Al Sharpton will not attend the funeral of NYPD officer Randolph Holder, amid growing police anger at the progressives’ “Black Lives Matter” campaign.

Sharpton — an ally of President Barack Obama — blamed police officials for his withdrawal from the event for Holder, a black Guyanese immigrant who was killed by a supposedly “non-violent” drug offender in a street shoot-out.

“I thought my coming might give a sense of unity in the city,” Sharpton wrote to Holder’s father. “It is clear though after reading several articles that some union leaders and some others want to turn your and your pastor’s noble efforts into some kind of confrontation or sideshow and not keep focused on the brutal, senseless murder of your son.”

He added: “I refuse, despite my strong feelings on police issues, to be part of anything that would marginalize and take away from the focus of this city and nation mourning your son tomorrow. So I therefore, respectfully, want to inform you and your pastor that I have withdrawn my acceptance of your invitation to attend or have words at the funeral services for your son.”

The wake is taking place today at the Greater Allen A.M.E. Cathedral of New York.

Holder’s fiancé slammed the idea of Sharpton speaking at the funeral because the dead cop disliked the controversial reverend.

“He didn’t like [Sharpton],” Mary Muhammad told The New York Post. “He wasn’t a fan. So I don’t know why [Sharpton] is speaking.”

That attitude seems widespread among cops. Pat Lynch, head of the NYPD’s union, said “Al Sharpton has always been one of the chief extremists fanning the flames of anti-police sentiment for his own gain.

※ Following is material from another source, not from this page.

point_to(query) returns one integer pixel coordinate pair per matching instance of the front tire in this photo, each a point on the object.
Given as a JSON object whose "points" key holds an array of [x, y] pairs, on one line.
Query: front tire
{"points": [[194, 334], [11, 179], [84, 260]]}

Police officers need real support from our elected officials and the communities we serve, not empty gestures from attention-seekers.”

Eeven FBI director James Comey — despite White House opposition — is also pushing back at the progressives’s campaign. The [nation’s] crime rate is rising, and “part of the explanation is a chill wind blowing through American law enforcement over the last year,” Comey said Oct. 26.